Un journal tenu en ajout seul distingue un changement du produit d'un changement de notre compréhension

Idée principale

Chaque fiche d'un référentiel produit porte un journal où l'on ajoute des entrées sans jamais corriger les précédentes. Une entrée qui cite une version du code signale que le produit a changé. Une entrée qui n'en cite pas signale autre chose : c'est notre compréhension qui a changé, pas le logiciel.

La distinction paraît mineure au moment de l'écrire. C'est elle qui permet, six mois plus tard, de répondre à une question que personne ne sait traiter autrement : a-t-on corrigé une fiche, ou le produit a-t-il évolué ? Sans elle, les deux mouvements se confondent dans un même « mis à jour le ».

Le mécanisme d'entretien tient avec elle : la version de référence sert de curseur et donne, par une commande, la liste de ce qui a bougé dans le produit depuis la dernière mise à jour — donc la liste de ce qu'il reste à consigner.

Pourquoi c'est important

Cela sépare deux natures d'obsolescence qui appellent des gestes différents. Une fiche en retard sur le produit se rattrape mécaniquement, en relisant les sources de la nouvelle version. Une fiche corrigée parce qu'on avait mal compris appelle une question : qu'est-ce qui nous avait trompés, et cette cause a-t-elle disparu ?

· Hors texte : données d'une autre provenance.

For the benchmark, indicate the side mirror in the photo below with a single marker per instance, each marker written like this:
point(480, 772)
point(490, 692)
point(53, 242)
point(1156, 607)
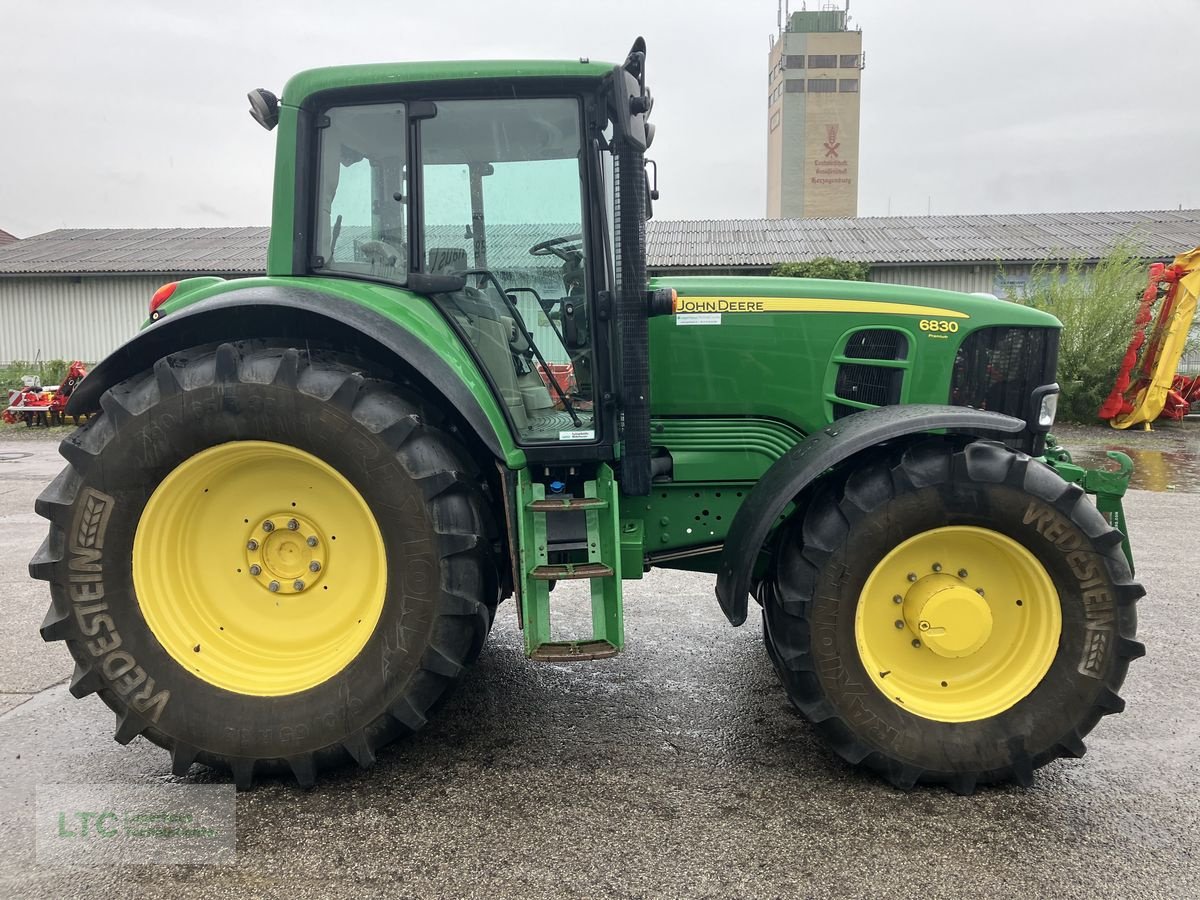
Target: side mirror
point(264, 107)
point(631, 99)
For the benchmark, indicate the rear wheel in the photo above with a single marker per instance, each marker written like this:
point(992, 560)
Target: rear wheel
point(262, 559)
point(952, 616)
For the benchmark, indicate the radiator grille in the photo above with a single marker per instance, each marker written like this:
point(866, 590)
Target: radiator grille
point(877, 343)
point(876, 385)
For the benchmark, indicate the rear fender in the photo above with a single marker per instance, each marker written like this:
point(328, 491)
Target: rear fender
point(309, 317)
point(814, 456)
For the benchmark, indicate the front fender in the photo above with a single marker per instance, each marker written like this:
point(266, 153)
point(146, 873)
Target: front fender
point(805, 462)
point(309, 316)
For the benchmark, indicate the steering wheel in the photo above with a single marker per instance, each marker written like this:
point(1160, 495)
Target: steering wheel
point(553, 247)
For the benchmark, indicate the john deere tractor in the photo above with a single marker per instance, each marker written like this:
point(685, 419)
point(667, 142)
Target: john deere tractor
point(282, 535)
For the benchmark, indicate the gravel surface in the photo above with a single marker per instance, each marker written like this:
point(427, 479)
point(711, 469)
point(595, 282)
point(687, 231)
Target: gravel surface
point(673, 769)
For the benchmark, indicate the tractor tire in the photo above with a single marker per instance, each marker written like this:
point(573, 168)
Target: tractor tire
point(263, 561)
point(951, 615)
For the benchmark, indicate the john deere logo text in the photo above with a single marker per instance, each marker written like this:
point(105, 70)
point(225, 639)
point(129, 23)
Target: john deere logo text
point(702, 304)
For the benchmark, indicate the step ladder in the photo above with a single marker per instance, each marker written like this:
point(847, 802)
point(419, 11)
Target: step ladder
point(599, 505)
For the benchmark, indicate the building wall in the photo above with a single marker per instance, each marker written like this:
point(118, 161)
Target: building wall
point(64, 317)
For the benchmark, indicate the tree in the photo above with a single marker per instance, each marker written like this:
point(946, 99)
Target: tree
point(1096, 306)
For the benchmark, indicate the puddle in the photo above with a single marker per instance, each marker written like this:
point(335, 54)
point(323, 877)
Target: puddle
point(1167, 459)
point(1152, 469)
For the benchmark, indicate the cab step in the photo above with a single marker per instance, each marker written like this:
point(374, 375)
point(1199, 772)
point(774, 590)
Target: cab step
point(567, 504)
point(568, 571)
point(598, 561)
point(574, 651)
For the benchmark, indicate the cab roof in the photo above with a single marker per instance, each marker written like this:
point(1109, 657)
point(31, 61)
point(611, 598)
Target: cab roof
point(316, 81)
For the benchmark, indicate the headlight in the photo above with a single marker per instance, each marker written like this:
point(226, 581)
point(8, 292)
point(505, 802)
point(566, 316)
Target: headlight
point(1048, 409)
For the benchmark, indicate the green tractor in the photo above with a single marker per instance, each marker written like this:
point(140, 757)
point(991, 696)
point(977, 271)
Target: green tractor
point(283, 533)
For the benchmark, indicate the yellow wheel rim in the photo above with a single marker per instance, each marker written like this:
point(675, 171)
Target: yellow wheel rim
point(958, 624)
point(259, 568)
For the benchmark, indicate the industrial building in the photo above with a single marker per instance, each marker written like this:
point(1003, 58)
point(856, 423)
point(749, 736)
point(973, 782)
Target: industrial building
point(814, 84)
point(79, 293)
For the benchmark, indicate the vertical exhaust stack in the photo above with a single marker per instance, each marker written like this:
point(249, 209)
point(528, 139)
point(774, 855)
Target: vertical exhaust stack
point(630, 211)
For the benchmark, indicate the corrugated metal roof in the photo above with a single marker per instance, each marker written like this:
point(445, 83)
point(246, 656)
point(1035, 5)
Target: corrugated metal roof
point(81, 251)
point(918, 239)
point(683, 244)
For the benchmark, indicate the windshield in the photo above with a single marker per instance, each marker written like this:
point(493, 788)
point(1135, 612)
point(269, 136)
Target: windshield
point(503, 204)
point(360, 192)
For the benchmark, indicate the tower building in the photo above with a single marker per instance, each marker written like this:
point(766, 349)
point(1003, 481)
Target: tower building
point(813, 111)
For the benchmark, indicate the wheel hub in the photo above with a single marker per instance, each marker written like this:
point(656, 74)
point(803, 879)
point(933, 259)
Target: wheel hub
point(235, 571)
point(286, 550)
point(958, 623)
point(951, 618)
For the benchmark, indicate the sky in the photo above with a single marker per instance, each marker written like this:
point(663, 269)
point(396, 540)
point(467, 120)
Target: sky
point(132, 113)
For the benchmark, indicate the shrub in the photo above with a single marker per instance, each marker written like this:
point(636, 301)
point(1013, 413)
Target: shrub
point(823, 268)
point(1096, 306)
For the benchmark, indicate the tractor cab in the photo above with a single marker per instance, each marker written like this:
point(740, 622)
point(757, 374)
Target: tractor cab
point(502, 202)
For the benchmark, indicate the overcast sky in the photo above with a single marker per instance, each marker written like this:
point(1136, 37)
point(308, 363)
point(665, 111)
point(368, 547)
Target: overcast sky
point(132, 113)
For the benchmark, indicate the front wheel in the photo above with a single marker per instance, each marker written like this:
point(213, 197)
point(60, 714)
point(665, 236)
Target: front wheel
point(952, 616)
point(262, 559)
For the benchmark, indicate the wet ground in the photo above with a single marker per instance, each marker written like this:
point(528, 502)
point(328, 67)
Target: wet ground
point(675, 769)
point(1165, 459)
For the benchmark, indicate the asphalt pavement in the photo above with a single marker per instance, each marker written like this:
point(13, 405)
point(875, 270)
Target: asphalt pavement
point(675, 769)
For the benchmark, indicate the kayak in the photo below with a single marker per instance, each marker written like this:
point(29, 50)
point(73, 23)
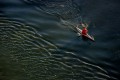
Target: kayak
point(87, 35)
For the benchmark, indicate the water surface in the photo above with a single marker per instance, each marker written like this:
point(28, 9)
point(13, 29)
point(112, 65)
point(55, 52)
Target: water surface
point(38, 40)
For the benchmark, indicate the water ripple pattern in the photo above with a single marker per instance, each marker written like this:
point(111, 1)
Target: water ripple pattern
point(39, 46)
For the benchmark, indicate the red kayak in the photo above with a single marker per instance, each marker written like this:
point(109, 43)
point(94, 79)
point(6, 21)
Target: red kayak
point(87, 35)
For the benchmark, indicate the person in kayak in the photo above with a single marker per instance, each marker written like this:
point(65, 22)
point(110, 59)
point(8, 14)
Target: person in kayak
point(84, 30)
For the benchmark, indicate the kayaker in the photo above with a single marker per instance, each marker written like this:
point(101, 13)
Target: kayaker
point(84, 30)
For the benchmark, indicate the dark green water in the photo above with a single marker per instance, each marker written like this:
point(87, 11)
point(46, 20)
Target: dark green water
point(38, 40)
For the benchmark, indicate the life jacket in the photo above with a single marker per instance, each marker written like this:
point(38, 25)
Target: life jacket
point(84, 31)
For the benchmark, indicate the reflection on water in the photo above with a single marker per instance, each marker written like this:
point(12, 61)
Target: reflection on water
point(35, 45)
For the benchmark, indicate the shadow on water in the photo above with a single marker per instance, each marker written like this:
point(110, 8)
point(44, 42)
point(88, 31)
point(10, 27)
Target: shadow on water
point(38, 41)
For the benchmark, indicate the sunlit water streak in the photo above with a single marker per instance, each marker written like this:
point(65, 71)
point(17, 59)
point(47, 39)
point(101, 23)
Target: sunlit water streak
point(36, 45)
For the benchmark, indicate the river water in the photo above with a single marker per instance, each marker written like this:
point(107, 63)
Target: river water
point(38, 40)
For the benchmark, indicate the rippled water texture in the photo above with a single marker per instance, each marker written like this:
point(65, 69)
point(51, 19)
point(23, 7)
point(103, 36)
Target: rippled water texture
point(38, 40)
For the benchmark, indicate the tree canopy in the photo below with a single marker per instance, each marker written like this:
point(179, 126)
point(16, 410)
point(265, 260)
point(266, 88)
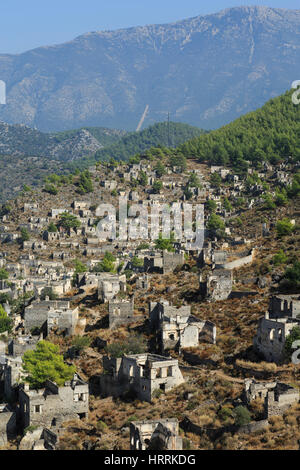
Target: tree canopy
point(46, 362)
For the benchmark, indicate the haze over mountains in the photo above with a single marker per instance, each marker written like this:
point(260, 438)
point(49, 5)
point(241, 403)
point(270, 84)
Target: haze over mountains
point(205, 70)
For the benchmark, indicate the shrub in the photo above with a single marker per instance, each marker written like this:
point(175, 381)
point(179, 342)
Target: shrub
point(135, 344)
point(284, 227)
point(242, 415)
point(45, 362)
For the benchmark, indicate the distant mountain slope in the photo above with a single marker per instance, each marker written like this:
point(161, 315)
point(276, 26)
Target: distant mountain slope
point(27, 155)
point(160, 134)
point(70, 145)
point(205, 71)
point(269, 133)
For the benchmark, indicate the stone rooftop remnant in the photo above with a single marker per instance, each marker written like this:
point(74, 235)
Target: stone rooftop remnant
point(155, 435)
point(142, 374)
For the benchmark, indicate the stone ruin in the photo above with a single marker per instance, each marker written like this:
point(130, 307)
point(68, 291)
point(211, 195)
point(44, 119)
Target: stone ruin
point(51, 406)
point(163, 263)
point(177, 328)
point(218, 285)
point(7, 423)
point(278, 397)
point(275, 327)
point(51, 314)
point(120, 312)
point(160, 434)
point(109, 285)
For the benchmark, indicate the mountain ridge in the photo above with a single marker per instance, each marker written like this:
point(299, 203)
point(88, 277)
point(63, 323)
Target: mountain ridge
point(206, 71)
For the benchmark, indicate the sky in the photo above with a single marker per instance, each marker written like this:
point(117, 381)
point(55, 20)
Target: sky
point(26, 24)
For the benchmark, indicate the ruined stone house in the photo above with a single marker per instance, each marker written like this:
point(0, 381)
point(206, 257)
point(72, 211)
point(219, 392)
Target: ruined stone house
point(109, 285)
point(52, 405)
point(218, 285)
point(271, 336)
point(7, 423)
point(160, 434)
point(163, 263)
point(278, 396)
point(121, 312)
point(51, 314)
point(142, 374)
point(177, 328)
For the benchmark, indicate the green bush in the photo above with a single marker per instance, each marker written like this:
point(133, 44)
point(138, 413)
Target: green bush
point(242, 415)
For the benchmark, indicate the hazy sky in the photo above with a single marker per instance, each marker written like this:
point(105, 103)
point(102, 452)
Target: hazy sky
point(26, 24)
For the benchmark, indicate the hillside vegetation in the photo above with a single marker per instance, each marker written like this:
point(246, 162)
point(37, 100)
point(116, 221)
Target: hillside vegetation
point(267, 134)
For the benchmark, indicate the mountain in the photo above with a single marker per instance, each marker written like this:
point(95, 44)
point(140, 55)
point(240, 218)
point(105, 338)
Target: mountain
point(267, 134)
point(28, 155)
point(21, 140)
point(160, 134)
point(205, 71)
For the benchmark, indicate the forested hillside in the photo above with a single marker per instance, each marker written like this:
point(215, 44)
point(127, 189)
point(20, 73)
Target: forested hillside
point(269, 133)
point(160, 134)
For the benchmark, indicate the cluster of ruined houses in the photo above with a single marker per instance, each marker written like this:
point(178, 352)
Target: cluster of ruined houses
point(43, 409)
point(176, 328)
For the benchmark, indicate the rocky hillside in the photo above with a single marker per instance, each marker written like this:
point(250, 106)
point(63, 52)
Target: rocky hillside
point(205, 70)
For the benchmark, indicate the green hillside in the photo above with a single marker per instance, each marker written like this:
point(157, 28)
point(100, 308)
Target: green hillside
point(269, 133)
point(159, 134)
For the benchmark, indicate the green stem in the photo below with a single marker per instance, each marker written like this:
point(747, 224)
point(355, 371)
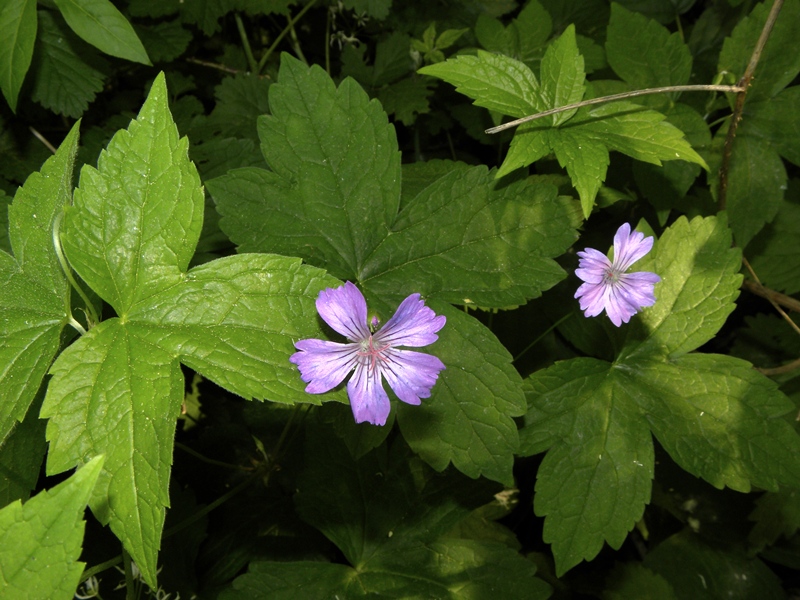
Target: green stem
point(283, 34)
point(248, 52)
point(91, 314)
point(614, 98)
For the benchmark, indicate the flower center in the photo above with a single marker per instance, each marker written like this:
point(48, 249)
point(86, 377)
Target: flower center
point(370, 352)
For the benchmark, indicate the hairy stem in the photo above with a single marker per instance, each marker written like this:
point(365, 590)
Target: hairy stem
point(738, 108)
point(614, 98)
point(283, 33)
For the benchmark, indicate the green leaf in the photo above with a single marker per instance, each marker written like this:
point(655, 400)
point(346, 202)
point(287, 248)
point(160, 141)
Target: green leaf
point(776, 514)
point(582, 139)
point(21, 456)
point(468, 419)
point(34, 293)
point(40, 541)
point(632, 580)
point(644, 53)
point(779, 63)
point(66, 73)
point(595, 481)
point(333, 198)
point(493, 81)
point(719, 420)
point(699, 282)
point(697, 570)
point(563, 75)
point(335, 179)
point(774, 254)
point(17, 35)
point(396, 549)
point(494, 250)
point(130, 235)
point(99, 23)
point(144, 195)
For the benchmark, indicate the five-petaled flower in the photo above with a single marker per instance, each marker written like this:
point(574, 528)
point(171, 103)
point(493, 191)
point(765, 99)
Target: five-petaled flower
point(371, 356)
point(607, 285)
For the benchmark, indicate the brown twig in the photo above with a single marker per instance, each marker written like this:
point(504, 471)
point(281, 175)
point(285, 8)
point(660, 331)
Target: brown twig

Cela permet aussi de juger la fiabilité d'une description : une fiche dont le journal ne porte que des corrections de compréhension a été écrite trop vite.

Nuances et limites

Le mécanisme suppose qu'une version du produit soit citable — un dépôt, un numéro de release. Sur un système sans référence versionnée nette, la distinction devient déclarative et s'use.

Et le journal en ajout seul grossit sans limite : au-delà d'un certain volume, il faut savoir quoi en faire, ce qui est un problème que cette note ne résout pas.

Questions ouvertes

  • À quel rythme remettre à jour la version de référence, sachant que chaque report allonge la liste de ce qu'il faudra consigner d'un coup ?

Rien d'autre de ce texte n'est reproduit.